Harry n'avait pas besoin de cet avis; la peur l'emportait et il se mit à fuir rapidement. Encore quelques pas, se disait-il, et il échapperait à cette pénible épreuve, il retournerait auprès de lady Vandeleur la tête haute et en sécurité. Mais ces quelques pas n'étaient point encore franchis lorsqu'il entendit une voix d'homme l'appeler par son nom avec force malédictions, et, regardant par-dessus son épaule, il aperçut Charlie Pendragon, qui lui faisait des deux mains signe de revenir.

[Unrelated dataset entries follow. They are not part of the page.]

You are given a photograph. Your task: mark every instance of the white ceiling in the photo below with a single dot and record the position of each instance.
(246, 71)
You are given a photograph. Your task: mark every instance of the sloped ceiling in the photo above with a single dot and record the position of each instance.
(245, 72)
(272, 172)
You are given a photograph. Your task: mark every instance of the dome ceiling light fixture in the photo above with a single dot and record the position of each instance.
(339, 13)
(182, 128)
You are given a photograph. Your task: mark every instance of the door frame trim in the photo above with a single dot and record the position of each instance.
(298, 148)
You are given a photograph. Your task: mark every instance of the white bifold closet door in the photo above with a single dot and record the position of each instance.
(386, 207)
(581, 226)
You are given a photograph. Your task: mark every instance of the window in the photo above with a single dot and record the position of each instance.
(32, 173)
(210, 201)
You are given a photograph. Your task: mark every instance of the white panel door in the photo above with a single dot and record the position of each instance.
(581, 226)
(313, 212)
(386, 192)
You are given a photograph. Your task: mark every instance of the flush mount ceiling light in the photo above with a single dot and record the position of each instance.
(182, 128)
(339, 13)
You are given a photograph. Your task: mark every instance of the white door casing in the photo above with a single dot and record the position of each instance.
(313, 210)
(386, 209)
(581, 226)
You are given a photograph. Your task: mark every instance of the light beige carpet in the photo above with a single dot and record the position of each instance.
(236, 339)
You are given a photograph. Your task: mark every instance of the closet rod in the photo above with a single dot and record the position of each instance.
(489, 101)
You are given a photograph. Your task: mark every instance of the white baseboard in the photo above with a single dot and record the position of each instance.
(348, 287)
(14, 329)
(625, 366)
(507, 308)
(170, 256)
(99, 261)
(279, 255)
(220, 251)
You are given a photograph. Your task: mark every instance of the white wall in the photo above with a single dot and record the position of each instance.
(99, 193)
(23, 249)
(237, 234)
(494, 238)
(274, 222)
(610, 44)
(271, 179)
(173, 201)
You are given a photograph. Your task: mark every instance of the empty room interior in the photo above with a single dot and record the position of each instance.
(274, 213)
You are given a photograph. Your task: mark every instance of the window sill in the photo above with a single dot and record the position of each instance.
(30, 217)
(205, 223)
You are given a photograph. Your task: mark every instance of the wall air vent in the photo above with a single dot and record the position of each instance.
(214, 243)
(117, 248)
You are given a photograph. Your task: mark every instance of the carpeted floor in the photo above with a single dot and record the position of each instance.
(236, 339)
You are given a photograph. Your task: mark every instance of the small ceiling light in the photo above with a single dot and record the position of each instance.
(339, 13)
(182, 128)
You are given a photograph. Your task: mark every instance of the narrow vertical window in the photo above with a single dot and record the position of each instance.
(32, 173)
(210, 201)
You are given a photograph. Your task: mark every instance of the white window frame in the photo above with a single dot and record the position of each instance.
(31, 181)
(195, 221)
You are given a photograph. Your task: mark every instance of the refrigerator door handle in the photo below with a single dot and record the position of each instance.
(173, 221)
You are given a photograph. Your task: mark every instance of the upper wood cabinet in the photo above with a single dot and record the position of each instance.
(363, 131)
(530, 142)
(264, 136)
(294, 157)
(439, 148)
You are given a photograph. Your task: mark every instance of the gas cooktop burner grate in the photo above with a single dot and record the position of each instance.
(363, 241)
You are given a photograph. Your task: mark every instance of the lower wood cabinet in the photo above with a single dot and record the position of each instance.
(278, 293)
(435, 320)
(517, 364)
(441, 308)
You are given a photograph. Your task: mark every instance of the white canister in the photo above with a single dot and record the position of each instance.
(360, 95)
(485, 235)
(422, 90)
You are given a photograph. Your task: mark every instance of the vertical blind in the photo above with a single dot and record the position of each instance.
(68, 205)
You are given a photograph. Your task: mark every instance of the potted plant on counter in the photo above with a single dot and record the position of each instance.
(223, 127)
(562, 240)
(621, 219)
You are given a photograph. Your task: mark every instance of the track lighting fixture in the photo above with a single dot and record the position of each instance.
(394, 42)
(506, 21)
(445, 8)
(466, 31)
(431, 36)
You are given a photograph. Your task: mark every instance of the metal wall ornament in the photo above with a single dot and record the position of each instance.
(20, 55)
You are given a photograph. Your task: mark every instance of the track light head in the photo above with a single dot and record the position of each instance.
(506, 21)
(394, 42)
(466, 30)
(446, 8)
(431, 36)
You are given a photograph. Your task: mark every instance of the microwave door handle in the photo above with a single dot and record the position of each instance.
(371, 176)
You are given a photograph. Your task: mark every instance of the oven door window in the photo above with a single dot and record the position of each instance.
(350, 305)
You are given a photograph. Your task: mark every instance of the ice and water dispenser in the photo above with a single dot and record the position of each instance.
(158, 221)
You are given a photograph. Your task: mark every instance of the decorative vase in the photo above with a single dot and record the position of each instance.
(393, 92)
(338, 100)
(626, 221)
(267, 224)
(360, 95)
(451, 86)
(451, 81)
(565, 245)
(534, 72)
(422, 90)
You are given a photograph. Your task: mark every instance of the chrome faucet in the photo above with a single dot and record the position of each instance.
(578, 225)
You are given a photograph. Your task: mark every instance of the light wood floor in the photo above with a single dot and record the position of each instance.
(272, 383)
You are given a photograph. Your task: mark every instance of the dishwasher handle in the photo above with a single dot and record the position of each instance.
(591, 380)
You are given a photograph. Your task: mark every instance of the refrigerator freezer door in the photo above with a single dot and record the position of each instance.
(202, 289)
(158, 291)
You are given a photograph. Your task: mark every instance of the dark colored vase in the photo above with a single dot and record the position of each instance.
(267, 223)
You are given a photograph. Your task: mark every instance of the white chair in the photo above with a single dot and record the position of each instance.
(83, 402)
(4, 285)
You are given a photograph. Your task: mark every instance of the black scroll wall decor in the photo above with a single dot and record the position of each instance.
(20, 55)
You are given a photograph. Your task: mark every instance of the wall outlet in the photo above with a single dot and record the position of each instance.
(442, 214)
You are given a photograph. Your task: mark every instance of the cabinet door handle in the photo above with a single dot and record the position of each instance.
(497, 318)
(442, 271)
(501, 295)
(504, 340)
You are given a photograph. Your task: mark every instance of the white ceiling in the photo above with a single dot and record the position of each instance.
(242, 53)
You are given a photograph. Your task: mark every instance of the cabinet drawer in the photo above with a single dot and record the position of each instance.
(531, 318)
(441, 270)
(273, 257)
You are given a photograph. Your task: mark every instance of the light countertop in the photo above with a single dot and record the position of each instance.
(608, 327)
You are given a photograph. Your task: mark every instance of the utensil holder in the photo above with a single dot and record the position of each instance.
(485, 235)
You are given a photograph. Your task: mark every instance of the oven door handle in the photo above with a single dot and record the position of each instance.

Le choc que lui causa ce nouvel incident fut si soudain et si profond, Harry était déjà arrivé d'ailleurs à un tel état de surexcitation nerveuse, qu'il ne sut rien imaginer de mieux, que d'accélérer le pas et de poursuivre sa course. Il aurait dû se rappeler la scène de Kensington Gardens et en conclure que là où le général était son ennemi, Charlie Pendragon ne pouvait être qu'un ami. Mais, tels étaient la fièvre et le trouble de son esprit, qu'il ne fut frappé par aucune de ces considérations, et continua seulement à fuir d'autant plus vite le long de la ruelle.
Évidemment Charlie, d'après le son de sa voix et les injures qu'il hurlait contre le secrétaire, était exaspéré. Lui aussi courait tant qu'il pouvait; mais, quoi qu'il fit, les avantages physiques n'étaient pas de son côté; ses cris et le bruit de son pied boiteux sur le macadam s'éloignèrent de plus en plus.
Harry reprit donc espoir. La ruelle était à la fois très escarpée et très étroite, mais solitaire, bordée de chaque côté par des murs de jardins où retombaient d'épais feuillages, et aussi loin que portaient ses regards, le fugitif n'aperçut ni un être vivant ni une porte ouverte. La Providence, lasse de le persécuter, favorisait maintenant son évasion.
Hélas! comme il arrivait devant une porte de jardin couronnée d'une touffe de marronniers, celle-ci fut soudainement ouverte et lui montra dans une allée, la silhouette d'un garçon boucher, portant un panier sur l'épaule. À peine eut-il remarqué ce fait qu'il gagna du terrain; mais le garçon boucher avait eu le temps de l'observer; très surpris de voir un gentleman passer à une allure aussi extraordinaire, il sortit dans la ruelle et se mit à interpeller Harry avec des cris d'ironique encouragement.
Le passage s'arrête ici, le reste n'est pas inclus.